I flussi migratori del XXI secolo
di Ignazio MASULLI –
L’emigrazione attuale per ordine di grandezza e alcune ragioni di fondo è confrontabile con quella transatlantica di fine ‘800 e primo ‘900, nonché con quella del secondo dopoguerra dall’Europa meridionale verso le aree più industrializzate del continente o verso mete più lontane.
Ma ciascuna di esse ha caratteri specifici. Vediamo quali sono le peculiarità di quella attuale.
1) Dura da decenni. Si è accentuata negli anni ’90 (3% Usa, 1,5% Germania). Non è cresciuta molto negli anni 2000 (1,6% in Usa, 0% in Germania). Né v’è stata forte accentuazione fino al 2013. Negli ultimi 2 anni la crescita è stata più forte, ma in linea con l’andamento precedente. Oggi gli immigrati nati all’estero e regolarmente censiti corrispondono al 12,4% della popolazione in Francia, al 13,2% in Germania, al 10% in Italia, al 13,3% in Gran Bretagna, al 13,3% negli Usa.
2) I rifugiati e richiedenti asilo costituiscono una percentuale minima degli immigrati nati all’estero. Dallo 0,6% in Usa al 3,1% in Francia.
3) Le legislazioni possono essere più o meno restrittive nei vari paesi. Non per questo arginano il fenomeno. Semmai allungano tempi di clandestinità e le quantità di lavoro nero, nonché i tempi di regolarizzazione amministrativa e legale.
4) Il variare di queste legislazioni e dei loro gradi di rigidità non è da connettere con l’andamento del fenomeno né incide su esso se non in proporzioni minime. Piuttosto dipende dagli orientamenti e competizioni politiche prevalenti all’interno dei paesi meta.
I flussi sono comunque inarrestabili e in crescita. Quelli attuali possono considerarsi prime ondate costituite soprattutto da giovani, spesso istruiti e relativamente meno poveri.
Le cause principali dell’aumento del numero di rifugiati e migranti sono due.
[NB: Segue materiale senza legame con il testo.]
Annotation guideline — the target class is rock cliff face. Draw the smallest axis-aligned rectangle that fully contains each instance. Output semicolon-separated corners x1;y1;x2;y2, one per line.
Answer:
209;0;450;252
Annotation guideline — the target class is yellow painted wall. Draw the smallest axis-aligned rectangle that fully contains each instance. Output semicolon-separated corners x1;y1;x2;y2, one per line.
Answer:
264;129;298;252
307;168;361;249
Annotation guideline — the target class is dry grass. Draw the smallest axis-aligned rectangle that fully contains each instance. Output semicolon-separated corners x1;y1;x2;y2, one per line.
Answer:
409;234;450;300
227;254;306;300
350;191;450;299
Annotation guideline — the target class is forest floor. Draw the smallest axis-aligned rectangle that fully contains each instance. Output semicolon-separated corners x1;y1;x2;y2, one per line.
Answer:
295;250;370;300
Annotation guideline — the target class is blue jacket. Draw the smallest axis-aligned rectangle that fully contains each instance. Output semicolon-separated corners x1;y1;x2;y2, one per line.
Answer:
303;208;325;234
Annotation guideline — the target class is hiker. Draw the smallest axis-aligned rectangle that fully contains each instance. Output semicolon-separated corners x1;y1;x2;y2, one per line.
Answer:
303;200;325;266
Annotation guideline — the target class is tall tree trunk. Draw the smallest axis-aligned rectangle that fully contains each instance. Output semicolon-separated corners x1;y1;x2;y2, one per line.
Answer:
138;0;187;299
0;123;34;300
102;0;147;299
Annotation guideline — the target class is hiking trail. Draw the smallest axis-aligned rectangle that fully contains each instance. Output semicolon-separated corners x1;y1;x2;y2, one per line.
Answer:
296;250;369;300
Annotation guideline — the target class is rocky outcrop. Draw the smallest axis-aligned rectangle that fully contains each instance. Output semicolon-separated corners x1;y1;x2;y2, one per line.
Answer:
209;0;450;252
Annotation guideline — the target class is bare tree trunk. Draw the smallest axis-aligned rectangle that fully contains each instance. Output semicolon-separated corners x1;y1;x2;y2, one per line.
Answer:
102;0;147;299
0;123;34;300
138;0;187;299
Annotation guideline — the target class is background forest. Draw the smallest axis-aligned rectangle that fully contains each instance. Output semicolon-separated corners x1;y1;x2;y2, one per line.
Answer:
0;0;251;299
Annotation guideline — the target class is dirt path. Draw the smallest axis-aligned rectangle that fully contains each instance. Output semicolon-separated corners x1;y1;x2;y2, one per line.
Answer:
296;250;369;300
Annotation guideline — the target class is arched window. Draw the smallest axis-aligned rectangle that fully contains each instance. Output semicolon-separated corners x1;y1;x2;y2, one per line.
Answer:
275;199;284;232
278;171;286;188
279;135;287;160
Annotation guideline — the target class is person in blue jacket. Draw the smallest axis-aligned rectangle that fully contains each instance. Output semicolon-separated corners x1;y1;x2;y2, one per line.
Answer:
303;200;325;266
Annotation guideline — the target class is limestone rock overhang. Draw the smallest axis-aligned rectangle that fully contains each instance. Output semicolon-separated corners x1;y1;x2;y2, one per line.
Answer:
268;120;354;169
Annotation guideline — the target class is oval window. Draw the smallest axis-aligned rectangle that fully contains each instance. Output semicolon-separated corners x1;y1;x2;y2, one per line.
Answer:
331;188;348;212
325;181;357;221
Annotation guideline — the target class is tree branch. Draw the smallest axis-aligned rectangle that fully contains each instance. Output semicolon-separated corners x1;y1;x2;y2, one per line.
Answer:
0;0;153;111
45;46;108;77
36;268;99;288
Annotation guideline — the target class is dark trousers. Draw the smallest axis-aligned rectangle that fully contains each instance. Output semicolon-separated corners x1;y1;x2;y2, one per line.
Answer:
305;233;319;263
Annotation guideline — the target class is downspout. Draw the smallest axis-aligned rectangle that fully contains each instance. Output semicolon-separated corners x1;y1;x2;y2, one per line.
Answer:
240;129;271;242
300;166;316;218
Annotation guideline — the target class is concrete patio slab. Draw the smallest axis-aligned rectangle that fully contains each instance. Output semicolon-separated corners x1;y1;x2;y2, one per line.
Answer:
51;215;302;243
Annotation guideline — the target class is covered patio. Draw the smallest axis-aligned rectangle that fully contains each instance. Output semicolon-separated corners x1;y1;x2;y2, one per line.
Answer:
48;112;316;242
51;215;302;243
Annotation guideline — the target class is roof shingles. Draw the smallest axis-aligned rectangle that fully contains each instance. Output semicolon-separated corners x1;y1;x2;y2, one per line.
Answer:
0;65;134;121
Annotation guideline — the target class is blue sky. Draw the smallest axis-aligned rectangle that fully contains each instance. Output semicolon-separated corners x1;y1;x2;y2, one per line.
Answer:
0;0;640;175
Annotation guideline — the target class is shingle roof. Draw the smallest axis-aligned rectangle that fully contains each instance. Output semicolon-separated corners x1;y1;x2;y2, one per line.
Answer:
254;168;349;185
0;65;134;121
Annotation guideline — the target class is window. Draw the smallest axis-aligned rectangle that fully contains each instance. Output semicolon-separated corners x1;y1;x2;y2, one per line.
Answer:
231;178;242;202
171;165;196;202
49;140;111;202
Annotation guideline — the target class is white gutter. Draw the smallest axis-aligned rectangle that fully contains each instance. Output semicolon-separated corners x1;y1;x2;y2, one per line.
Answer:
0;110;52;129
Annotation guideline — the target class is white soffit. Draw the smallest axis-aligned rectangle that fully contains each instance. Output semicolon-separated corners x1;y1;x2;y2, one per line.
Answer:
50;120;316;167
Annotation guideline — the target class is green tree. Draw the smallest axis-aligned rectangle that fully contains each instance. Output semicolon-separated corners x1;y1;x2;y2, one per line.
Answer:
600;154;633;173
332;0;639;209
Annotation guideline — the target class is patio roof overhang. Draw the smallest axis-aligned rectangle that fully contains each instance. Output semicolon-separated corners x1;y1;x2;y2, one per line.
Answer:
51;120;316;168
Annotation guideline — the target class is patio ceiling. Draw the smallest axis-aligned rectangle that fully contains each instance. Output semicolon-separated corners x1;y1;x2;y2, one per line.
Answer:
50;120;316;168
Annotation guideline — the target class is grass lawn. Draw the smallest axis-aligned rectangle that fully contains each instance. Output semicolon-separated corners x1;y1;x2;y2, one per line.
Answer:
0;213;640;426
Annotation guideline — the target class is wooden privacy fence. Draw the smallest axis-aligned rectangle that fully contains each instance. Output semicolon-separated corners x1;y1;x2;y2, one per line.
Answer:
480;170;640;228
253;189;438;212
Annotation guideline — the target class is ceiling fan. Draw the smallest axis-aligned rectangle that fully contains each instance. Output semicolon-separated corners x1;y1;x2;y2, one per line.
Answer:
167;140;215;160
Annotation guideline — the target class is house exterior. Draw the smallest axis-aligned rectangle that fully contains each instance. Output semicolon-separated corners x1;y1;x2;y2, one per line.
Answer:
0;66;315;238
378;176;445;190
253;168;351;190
La prima è dovuta alle guerre imposte dagli Usa e dai loro più stretti alleati in Iraq e in Afghanistan, al rinfocolamento di vecchi conflitti, come quello in Sudan; come pure alla strumentalizzazione di vecchie contrapposizioni etniche e religiose. Per non dire del sostegno diretto e indiretto dato a ribellioni contro regimi non si sa se più colpevoli di dispotismo o piuttosto di ostilità agli interessi della Nato. L’ultimo esempio è quello siriano. Agli storici l’analisi precipua delle responsabiltà. Ma è indubbio che, al di là dei nobili intenti di volta in volta propagandati, i metodi adottati e i risultati raggiunti hanno comportato enormi sofferenze e lutti per le popolazioni.
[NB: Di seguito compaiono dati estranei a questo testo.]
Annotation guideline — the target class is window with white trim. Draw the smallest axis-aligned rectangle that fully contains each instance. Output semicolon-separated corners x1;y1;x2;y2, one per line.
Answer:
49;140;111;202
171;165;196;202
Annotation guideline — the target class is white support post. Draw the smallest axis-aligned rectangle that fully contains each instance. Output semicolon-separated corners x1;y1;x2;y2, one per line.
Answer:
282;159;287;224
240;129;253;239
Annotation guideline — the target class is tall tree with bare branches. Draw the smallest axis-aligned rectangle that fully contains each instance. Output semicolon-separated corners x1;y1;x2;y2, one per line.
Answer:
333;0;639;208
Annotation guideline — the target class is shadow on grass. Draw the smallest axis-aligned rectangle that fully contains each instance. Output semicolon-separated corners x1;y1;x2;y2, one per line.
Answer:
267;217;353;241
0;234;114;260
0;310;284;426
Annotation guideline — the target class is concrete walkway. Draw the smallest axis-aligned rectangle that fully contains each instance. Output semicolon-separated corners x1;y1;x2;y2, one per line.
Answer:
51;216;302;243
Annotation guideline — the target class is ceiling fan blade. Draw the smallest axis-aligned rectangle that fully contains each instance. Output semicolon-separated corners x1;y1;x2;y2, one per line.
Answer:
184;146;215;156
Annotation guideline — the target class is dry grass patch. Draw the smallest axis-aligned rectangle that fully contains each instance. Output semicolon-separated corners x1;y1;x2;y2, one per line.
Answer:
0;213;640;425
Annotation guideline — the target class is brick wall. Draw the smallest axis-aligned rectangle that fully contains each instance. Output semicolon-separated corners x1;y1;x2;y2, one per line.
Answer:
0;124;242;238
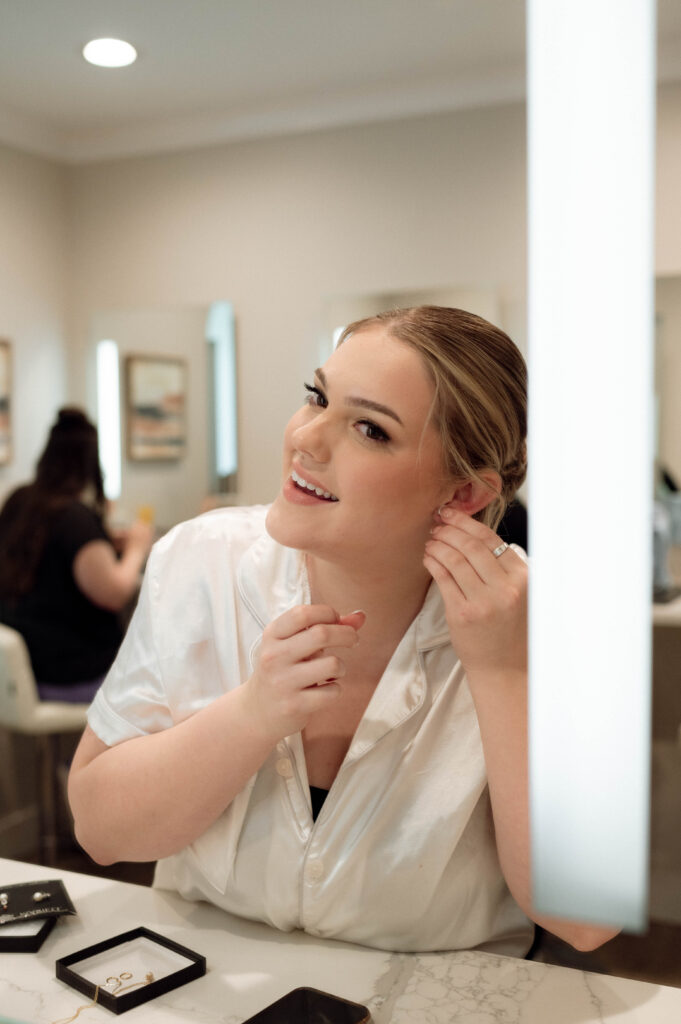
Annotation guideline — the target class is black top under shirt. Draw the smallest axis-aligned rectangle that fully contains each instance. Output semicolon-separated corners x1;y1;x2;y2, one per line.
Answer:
309;785;329;821
0;501;123;684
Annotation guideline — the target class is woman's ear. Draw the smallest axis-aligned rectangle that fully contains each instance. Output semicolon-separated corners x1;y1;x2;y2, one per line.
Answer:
440;469;502;515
Non è certo un caso che i paesi che nel 2015 hanno contato il maggior numero di rifugiati, profughi e sfollati siano stati: Siria, Colombia, Iraq, Repubblica Democratica del Congo, Afghanistan, Sudan, Sud Sudan, Somalia, Pakistan, Repubblica Centrafricana. Il loro elenco è indicativo delle manovre tardo-colonialiste in cui sono coinvolti gli Stati Uniti e alcune delle maggiori potenze europee. Sicché, succede che tra i paesi recalcitranti a dare asilo ai rifugiati vi siano alcuni dei maggiori responsabili delle loro sofferenze.
Molto più diffusa e varia è la geografia della seconda e concomitante causa dell’esodo, quella di quanti cercano di fuggire da condizioni di povertà e sfruttamento divenute insopportabili. Ed è la geografia della delocalizzazzione produttiva, quella con cui le multinazionali hanno trasferito parti crescenti della propria attività in paesi con manodopera a basso o bassissimo costo e che consentono di avere mano libera nello sfruttamento anche delle risorse naturali, senza alcuna remora per i danni all’ambiente. Anche alterazioni “climatiche” sono connesse alla rapina e distruzione delle risorse naturali.
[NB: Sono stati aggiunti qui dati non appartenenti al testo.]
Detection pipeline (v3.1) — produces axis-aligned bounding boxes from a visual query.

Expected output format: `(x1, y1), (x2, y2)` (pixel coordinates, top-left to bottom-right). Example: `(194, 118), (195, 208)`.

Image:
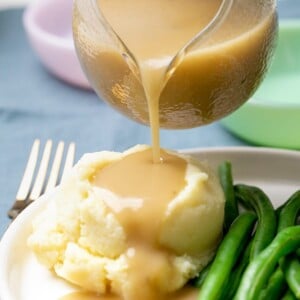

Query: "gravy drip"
(93, 148), (187, 300)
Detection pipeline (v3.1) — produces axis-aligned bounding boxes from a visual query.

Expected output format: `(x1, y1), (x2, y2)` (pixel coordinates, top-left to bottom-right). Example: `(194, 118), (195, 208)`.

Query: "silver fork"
(7, 139), (75, 219)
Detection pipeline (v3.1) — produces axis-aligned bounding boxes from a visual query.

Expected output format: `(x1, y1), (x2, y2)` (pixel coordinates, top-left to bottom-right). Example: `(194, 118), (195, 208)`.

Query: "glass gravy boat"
(73, 0), (277, 128)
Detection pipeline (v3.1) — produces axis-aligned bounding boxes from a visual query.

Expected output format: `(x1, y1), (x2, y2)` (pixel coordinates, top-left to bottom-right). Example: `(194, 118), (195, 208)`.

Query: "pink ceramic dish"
(23, 0), (90, 88)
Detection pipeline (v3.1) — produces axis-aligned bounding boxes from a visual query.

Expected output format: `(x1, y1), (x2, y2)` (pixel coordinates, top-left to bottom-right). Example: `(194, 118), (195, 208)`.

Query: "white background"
(0, 0), (34, 9)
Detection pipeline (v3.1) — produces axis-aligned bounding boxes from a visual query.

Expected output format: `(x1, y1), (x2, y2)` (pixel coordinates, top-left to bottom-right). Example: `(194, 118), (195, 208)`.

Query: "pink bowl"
(23, 0), (90, 88)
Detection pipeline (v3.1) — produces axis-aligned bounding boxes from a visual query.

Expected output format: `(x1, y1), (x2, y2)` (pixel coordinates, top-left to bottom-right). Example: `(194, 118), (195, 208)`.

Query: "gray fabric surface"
(0, 0), (299, 237)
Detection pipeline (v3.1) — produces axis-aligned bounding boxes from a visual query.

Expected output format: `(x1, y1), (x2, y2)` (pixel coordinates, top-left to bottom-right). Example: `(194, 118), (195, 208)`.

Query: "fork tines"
(8, 139), (75, 219)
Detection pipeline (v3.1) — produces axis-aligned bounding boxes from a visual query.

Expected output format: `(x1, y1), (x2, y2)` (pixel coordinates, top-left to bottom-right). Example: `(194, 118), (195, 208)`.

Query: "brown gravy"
(92, 149), (187, 300)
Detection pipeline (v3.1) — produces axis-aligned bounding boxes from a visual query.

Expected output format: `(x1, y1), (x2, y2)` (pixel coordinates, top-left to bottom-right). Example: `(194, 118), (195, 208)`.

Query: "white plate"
(0, 148), (300, 300)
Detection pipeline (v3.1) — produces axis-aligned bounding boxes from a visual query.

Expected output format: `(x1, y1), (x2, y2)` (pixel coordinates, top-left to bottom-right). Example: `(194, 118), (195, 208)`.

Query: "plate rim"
(0, 146), (300, 300)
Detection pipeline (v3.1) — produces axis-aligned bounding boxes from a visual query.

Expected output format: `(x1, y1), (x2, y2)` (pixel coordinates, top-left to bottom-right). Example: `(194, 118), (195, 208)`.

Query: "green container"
(221, 20), (300, 149)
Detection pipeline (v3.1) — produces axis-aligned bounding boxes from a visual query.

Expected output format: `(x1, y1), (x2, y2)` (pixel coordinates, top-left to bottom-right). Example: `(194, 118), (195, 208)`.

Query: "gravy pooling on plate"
(59, 287), (199, 300)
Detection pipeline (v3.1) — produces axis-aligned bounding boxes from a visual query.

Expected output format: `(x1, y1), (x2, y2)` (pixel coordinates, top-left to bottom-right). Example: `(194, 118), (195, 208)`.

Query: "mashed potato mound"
(28, 146), (224, 295)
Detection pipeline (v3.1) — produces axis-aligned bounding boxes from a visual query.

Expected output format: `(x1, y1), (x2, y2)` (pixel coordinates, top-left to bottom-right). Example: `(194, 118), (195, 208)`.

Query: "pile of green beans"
(191, 162), (300, 300)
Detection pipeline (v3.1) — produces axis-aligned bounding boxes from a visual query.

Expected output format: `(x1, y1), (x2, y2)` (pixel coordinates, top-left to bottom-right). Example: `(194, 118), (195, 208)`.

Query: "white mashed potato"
(28, 146), (224, 295)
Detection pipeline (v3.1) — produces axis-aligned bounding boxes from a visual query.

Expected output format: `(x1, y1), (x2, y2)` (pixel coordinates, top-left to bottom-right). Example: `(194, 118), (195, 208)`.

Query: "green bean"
(281, 290), (297, 300)
(219, 161), (239, 232)
(280, 254), (300, 299)
(277, 191), (300, 232)
(222, 241), (252, 300)
(198, 212), (256, 300)
(259, 267), (287, 300)
(234, 226), (300, 300)
(278, 190), (300, 298)
(235, 184), (277, 260)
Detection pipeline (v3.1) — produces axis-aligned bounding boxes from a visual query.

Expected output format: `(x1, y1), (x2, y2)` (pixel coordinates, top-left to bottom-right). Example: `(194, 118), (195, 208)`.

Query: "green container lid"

La ragione di fondo è sempre quella del rapporto sviluppo-sottosviluppo, quale si è stabilito attraverso il colonialismo e il neocolonialismo nelle più varie forme.
Il carattere espansivo del capitalismo specie in età industriale e il suo sfruttamento delle risorse naturali e del lavoro nei paesi meno sviluppati ha assunto negli ultimi decenni caratteri particolarmente aggressivi.
Quali sono i fattori aggravanti e specifici degli ultimi decenni?
In primo luogo la delocalizzazione produttiva. Nel 2015, essa ha raggiunto il 57% del Pil in Francia, il 45% in Germania, il 29% in Italia, il 74% in Gran Bretagna, il 32% negli Usa.
Il suo principale obiettivo è lo sfruttamento della manodopera a basso costo nei paesi in via di sviluppo. Si possono fare in proposito alcuni esempi.
In Cina gli operai percepiscono in media 110-120 dollari mensili . Ma vi sono casi più gravi come quello degli operai della Foxconn: scondo un’inchiesta del 2006 essi lavorano 15 ore al giorno per un salario di 50 dollari mensili, i capi reparto ne percepiscono 100. Circa la metà della retribuzione è trattenuta dall’azienda per vitto e alloggio nella fabbrica caserma.
Circa il 60% popolazione che vive in campagna (800 milioni) sopravvive con redditi che possono essere inferiori a 260 dollari annui.
In India il 75% della popolazione vive con meno di 2 dollari al giorno (compresi 270 milioni di lavoratori poveri). Il salario medio giornaliero di tutti i lavoratori dipendenti è di 2,18 $ (Ilo 2010)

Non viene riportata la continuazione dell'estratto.